Rather than a comparison of absolute numbers across different methods, the value of current analysis lies in the comparison of the different datasets with the same method. This comparison clearly points towards tautomerism potential being significantly more prevalent in drug compounds than in other small molecules in the CSD.

Ampholyte potential of molecules in the CSD

Another important set of species related by proton transfer are ampholytes which may potentially exist as non-ionised and/or zwitterionic. It was found that 32% of the SDrugCSD structures contain a compound identified to have both an acidic and a basic group and therefore a ΔpKselfa could be calculated.45 Only 10% of the CSD and 14% of the DrugCSD molecules (heaviest component) were found to have ampholytic potential. Of those compounds able to be ampholytic, 11%, 32% and 26% are found as zwitterions in the CSD, DrugCSD and SDrugCSD respectively with the remaining existing in the non-ionised state (Fig. 4). These statistics highlight the higher potential for self-proton transfer in drug compounds, with the crystal composition also influencing it.45
image file: d3ce00216k-f4.tif
Fig. 4 Ionisation behaviour of heaviest component in the various crystal structures within the three CSD subsets studied here.

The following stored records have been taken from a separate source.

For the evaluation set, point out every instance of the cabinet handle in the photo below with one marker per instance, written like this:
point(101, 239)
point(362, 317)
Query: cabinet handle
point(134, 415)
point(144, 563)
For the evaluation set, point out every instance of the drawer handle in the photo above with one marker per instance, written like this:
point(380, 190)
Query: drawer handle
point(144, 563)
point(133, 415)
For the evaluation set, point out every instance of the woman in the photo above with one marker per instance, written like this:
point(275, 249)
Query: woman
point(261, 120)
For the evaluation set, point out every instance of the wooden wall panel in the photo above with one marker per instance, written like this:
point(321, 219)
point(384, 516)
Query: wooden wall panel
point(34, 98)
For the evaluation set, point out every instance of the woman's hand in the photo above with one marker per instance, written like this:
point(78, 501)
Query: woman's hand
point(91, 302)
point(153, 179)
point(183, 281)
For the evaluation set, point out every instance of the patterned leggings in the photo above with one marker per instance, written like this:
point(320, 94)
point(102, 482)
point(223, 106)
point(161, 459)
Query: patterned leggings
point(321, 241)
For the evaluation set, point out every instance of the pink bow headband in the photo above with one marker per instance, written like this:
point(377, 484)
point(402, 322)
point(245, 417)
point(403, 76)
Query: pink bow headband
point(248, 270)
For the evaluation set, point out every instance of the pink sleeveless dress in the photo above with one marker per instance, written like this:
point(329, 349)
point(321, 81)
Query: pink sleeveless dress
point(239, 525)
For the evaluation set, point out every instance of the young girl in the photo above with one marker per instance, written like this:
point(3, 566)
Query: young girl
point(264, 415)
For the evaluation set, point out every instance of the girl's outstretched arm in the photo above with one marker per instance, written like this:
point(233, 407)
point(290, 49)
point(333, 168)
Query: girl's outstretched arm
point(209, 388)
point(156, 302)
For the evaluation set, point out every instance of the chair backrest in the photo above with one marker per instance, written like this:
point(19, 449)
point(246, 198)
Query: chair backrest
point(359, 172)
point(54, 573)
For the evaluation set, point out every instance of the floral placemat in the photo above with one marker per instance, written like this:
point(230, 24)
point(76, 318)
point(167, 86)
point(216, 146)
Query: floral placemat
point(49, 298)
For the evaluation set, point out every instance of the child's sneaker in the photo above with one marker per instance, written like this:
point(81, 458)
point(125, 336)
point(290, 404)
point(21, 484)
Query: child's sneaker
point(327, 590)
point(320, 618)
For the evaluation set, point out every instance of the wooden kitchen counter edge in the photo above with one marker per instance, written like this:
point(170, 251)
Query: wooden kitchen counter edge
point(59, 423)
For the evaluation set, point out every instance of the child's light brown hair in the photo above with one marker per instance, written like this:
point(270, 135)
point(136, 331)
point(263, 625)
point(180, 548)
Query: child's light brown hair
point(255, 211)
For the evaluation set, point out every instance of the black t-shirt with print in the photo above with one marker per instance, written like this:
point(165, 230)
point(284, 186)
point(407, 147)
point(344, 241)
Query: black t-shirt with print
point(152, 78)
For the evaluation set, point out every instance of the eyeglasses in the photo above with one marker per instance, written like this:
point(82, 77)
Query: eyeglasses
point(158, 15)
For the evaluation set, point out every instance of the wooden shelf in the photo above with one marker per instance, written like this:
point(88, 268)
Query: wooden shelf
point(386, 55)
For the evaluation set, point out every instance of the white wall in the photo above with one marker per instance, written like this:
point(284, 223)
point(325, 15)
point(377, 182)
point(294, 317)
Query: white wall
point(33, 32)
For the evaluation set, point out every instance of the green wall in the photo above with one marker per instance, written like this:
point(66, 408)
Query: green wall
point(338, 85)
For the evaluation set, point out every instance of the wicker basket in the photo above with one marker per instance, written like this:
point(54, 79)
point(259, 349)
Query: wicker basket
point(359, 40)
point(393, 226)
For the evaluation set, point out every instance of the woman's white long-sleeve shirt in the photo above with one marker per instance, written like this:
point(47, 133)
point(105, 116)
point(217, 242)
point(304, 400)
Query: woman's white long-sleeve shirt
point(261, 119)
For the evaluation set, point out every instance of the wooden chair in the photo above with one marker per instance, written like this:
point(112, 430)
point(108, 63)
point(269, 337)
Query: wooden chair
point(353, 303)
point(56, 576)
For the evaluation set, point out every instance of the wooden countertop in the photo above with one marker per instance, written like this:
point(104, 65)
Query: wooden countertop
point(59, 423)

Classification of polymorphs related by proton transfer

A well accepted definition of crystal polymorphism is that a polymorph is ‘a solid crystalline phase resulting from different arrangements of molecules in the solid state...two polymorphs will be different in crystal structure but identical in the liquid and vapour states’.53 Where interconversion of molecular species is rapid in the liquid, crystals containing different tautomers or charged species of a compound (or compounds) will lead to identical population of species in the liquid and therefore can be classified as polymorphs. Tautomeric polymorphism of this type has been referred to as desmotropy elsewhere.12,16,54–59

Polymorphs related by proton transfer may exist with very different or with nearly identical crystal packings (the main difference being the position of a H-atom). If a change in hydrogen position is accompanied with a discontinuity in the heat capacity at some specific conditions of temperature or pressure, the crystal structures shall be considered as polymorphs or phases. This type of high structural similarity polymorphism may indeed be challenging to identify, especially from X-ray data alone.60

In our search of the CSD we have identified three main umbrellas of polymorphs related by proton transfer branching into six distinct categories (Fig. 5). The three umbrellas relate to the ionisation state of the constituent components. Proton transfer may occur generating sets of polymorphs that are non-ionised or have mixed or multiple ionisations.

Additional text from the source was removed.